Kenya has established itself as Africa's go-to destination for investors unable to get into and out of Nigeria. However, a crippling budget deficit and an unbalanced economy mean this play could easily come undone.
Speaking to Citywire Selector, the AA-rated duo, who run the Charlemagne OAKS Emerging and Frontier Opportunities fund, said they had opened the 1% short as they view Kenya's economy as potentially unstable.
'We've put in a short position on Kenya. It has huge current account and budget deficits, which make for a very risky economy.
‘The large agricultural sector of the economy is very dependent on rainfall. In an economy that has big twin deficits, you don't need much of a rainfall shock in order for the currency to come under substantial pressure.’
September’s factsheet shows a 1.2% long allocation to Kenya, an allocation the duo had made when the country brought in new rules for the banks that capped loan rates and subsequently put a floor on deposit rates.
'Kenyan banks had been making far too much money for too long, the new rule was a populist move to punish the banks whose profitability has been reduced substantially.
'Like most African countries, we are concerned about the macro situation in Kenya. Where you already have a high budget deficit partnered with an impending election next year, it's likely the budget deficit will only increase.’
Bokor-Ingram and Bottcher said investors have used Kenya as a placeholder in Africa, as many are unable to invest in other nations such as Egypt.

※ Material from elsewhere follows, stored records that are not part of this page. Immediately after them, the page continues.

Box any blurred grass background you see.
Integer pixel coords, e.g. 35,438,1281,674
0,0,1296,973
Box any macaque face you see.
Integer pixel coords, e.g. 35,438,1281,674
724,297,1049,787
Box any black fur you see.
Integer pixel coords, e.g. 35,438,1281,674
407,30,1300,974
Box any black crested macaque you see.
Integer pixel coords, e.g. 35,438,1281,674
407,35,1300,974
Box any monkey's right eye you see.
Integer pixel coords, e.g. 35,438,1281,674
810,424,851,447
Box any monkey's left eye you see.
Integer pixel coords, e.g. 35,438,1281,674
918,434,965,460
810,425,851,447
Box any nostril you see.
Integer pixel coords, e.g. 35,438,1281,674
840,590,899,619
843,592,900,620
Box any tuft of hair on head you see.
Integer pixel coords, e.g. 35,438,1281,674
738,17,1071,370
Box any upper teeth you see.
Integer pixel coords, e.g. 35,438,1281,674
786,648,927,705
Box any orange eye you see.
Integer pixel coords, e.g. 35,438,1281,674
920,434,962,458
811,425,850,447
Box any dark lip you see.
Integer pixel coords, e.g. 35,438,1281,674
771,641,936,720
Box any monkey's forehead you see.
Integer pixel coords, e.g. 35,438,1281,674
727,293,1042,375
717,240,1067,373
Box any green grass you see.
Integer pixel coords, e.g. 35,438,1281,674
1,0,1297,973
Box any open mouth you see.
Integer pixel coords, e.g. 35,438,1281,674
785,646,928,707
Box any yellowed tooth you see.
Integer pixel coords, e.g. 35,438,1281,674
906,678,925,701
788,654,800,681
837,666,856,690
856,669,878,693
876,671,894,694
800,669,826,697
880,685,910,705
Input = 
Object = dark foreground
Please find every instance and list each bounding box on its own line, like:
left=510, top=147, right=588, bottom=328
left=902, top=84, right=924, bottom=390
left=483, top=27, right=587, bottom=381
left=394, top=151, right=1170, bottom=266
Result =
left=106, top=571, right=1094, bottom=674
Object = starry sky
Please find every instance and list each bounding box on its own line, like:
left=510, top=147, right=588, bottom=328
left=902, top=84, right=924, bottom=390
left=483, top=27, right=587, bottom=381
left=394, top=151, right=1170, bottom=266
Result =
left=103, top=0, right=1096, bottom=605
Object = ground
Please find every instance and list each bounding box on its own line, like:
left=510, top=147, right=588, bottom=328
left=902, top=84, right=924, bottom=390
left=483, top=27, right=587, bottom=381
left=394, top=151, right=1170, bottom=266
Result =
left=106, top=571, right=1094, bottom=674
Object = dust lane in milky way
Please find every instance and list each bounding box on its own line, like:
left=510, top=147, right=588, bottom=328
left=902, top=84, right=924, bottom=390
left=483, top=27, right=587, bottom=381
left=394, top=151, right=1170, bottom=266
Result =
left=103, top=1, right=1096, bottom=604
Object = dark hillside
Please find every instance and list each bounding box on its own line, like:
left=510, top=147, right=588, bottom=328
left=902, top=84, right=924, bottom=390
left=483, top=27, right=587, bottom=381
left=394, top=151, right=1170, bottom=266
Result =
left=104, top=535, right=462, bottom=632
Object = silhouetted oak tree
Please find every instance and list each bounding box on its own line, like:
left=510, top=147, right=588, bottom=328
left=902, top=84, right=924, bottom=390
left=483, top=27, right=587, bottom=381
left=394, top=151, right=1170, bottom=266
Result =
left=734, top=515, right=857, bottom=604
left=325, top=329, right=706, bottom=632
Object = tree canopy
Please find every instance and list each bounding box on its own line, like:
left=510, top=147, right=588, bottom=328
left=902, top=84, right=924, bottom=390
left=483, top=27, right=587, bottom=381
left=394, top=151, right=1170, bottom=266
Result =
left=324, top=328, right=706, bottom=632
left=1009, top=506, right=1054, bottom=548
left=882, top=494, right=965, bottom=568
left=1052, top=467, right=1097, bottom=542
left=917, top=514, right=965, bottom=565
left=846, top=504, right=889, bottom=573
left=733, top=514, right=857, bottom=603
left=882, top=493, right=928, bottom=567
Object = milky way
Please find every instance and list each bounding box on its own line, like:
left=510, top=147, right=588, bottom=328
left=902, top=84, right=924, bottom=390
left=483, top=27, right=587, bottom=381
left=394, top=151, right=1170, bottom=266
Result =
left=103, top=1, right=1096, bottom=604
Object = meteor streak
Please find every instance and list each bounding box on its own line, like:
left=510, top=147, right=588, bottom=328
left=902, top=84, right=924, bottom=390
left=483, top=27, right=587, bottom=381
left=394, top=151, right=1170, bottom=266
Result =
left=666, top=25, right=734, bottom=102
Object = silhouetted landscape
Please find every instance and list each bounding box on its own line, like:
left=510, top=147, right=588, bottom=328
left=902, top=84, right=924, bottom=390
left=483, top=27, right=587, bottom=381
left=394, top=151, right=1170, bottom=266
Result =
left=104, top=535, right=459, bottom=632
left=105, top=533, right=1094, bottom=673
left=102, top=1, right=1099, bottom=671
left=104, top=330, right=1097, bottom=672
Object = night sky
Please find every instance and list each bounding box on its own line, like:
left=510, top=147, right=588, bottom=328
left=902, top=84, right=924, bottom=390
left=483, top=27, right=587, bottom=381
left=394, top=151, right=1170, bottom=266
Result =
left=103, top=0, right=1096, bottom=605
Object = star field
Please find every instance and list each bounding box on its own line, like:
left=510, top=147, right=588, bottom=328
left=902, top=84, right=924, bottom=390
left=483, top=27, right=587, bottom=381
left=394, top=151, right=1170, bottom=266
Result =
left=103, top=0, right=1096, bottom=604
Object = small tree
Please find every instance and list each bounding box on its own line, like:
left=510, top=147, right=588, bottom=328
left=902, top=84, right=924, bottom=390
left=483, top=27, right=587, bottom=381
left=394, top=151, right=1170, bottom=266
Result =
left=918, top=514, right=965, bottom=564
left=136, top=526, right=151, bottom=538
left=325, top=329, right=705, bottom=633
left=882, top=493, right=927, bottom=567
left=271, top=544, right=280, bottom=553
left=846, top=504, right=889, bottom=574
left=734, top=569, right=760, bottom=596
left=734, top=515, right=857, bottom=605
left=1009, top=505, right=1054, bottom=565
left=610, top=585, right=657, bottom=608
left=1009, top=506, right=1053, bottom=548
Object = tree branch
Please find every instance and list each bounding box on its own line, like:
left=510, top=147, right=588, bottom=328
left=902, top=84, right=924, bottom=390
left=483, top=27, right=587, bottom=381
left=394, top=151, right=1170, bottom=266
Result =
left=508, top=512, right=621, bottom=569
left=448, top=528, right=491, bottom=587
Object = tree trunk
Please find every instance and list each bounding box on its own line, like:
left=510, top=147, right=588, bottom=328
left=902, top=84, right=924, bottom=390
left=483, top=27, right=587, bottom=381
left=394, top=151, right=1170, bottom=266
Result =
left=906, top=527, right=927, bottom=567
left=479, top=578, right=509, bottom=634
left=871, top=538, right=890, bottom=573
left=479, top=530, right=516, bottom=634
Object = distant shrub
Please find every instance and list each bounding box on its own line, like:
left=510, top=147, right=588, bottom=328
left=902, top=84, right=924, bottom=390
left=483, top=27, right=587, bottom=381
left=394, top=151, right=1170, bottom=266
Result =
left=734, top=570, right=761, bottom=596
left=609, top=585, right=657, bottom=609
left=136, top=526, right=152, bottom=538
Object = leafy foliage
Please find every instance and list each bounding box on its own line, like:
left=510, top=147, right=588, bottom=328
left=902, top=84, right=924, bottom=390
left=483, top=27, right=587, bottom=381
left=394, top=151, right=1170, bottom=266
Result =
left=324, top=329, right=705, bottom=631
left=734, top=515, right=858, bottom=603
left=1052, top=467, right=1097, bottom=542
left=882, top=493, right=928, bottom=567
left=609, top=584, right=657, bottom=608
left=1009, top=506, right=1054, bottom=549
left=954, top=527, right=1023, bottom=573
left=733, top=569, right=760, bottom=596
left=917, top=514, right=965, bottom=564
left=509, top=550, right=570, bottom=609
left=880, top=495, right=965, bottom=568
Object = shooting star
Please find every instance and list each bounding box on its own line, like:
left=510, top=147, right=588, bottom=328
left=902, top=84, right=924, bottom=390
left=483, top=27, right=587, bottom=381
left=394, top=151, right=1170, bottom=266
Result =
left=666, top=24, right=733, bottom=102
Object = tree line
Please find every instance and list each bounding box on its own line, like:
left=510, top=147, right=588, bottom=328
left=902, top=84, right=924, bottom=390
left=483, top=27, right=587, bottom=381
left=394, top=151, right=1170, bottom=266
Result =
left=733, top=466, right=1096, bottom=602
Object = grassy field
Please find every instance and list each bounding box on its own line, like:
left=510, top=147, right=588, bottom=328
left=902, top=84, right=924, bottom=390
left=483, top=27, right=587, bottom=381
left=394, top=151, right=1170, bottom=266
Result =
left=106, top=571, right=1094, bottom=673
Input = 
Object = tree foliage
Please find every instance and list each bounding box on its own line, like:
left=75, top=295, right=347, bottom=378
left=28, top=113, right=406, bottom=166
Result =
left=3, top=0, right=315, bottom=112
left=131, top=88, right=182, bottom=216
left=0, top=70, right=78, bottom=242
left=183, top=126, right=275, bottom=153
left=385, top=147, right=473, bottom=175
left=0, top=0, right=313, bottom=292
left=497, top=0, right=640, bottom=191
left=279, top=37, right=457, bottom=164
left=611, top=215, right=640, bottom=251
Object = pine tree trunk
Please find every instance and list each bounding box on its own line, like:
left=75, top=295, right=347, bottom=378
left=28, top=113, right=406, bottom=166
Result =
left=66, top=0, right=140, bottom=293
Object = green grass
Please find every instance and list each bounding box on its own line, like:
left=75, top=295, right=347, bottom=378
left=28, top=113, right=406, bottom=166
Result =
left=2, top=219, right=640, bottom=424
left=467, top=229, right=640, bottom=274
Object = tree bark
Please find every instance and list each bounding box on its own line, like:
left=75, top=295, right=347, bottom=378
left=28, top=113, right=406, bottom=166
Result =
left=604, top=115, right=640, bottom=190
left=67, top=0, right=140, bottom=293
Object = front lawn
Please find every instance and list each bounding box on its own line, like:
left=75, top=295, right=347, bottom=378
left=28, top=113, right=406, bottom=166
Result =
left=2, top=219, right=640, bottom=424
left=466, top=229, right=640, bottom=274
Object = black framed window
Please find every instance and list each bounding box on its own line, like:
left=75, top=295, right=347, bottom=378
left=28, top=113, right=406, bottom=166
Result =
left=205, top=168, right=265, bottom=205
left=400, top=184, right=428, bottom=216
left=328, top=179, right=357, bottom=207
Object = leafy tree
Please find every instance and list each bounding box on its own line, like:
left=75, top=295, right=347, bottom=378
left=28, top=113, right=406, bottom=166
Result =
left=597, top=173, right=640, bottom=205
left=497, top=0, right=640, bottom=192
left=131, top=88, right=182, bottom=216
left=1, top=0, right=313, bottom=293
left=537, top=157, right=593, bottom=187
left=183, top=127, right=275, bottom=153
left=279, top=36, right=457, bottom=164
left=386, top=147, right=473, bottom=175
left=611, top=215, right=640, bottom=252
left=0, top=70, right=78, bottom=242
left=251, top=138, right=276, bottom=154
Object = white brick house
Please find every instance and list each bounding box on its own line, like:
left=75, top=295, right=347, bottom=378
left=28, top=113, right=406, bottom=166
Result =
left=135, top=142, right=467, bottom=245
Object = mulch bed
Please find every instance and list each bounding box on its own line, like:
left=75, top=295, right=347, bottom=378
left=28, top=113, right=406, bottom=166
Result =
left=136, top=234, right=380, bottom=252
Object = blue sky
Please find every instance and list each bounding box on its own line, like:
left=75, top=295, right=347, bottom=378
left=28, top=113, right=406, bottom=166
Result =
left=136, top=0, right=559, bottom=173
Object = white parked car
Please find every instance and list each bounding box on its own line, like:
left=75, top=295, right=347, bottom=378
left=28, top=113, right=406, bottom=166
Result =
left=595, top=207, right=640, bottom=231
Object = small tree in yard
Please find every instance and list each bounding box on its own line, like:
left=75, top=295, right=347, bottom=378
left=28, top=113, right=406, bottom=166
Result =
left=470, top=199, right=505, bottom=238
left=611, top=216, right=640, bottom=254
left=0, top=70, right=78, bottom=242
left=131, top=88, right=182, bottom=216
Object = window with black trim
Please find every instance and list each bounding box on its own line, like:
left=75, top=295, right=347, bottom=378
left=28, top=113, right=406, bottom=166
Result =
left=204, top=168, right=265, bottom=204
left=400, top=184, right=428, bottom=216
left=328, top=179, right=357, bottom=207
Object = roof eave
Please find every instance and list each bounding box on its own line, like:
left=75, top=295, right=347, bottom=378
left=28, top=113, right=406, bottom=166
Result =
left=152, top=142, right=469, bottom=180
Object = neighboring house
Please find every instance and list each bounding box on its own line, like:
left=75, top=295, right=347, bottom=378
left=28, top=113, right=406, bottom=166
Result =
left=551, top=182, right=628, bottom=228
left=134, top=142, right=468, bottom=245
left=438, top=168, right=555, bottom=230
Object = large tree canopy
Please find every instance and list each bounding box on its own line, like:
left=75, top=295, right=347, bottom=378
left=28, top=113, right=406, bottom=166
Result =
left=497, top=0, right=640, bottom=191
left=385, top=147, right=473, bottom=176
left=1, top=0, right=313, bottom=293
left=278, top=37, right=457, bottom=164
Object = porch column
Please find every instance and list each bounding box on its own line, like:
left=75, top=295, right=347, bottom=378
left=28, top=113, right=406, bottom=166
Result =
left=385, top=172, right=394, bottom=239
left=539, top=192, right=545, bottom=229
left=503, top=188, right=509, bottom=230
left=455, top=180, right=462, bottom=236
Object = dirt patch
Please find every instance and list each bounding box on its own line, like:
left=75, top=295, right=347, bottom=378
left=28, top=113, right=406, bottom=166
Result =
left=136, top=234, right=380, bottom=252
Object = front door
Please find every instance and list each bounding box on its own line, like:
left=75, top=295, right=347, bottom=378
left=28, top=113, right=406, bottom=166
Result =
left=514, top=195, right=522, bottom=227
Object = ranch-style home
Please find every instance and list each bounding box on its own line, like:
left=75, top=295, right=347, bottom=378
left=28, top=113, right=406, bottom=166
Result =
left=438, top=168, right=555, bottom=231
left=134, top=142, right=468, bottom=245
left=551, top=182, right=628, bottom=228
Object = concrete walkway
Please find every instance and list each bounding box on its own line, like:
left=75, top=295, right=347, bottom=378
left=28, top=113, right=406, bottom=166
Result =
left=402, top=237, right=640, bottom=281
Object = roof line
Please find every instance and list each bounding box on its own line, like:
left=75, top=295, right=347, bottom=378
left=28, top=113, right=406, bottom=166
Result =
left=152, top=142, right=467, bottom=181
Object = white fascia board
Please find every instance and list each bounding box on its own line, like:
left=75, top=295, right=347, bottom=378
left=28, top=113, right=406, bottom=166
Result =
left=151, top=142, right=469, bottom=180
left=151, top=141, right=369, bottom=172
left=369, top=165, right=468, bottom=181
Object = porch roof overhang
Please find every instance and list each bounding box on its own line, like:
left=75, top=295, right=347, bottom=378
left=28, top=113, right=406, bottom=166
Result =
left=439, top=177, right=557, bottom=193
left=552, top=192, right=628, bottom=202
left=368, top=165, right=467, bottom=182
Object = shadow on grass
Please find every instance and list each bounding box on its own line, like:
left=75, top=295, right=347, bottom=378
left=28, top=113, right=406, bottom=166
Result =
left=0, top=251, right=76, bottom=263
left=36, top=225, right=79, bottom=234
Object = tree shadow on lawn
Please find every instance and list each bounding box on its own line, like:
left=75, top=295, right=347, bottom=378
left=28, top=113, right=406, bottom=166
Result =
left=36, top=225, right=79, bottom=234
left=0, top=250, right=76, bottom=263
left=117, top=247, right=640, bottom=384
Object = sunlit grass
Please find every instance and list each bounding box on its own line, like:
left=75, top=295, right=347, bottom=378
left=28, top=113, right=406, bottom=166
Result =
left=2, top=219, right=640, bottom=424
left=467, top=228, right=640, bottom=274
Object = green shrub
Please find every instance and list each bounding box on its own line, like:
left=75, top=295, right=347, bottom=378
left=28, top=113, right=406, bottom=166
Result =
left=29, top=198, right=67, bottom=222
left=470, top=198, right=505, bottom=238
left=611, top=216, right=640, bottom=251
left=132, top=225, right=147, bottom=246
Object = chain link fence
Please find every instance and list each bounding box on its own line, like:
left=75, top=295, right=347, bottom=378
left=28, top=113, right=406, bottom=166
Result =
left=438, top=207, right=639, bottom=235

'Investors can't get into Nigeria and they can't get into Egypt because of capital controls. So what do you buy if you're an African fund? Kenya.'
'Some stocks are now overpriced, and that is something we have been taking advantage of.’
The Charlemagne OAKS Emerging and Frontier Opportunities fund returned 24.0% over the three years to the end of October 2016, in the Emerging Market Equity Including Asia category. This compares with a sector average of 3.3% over the same time period.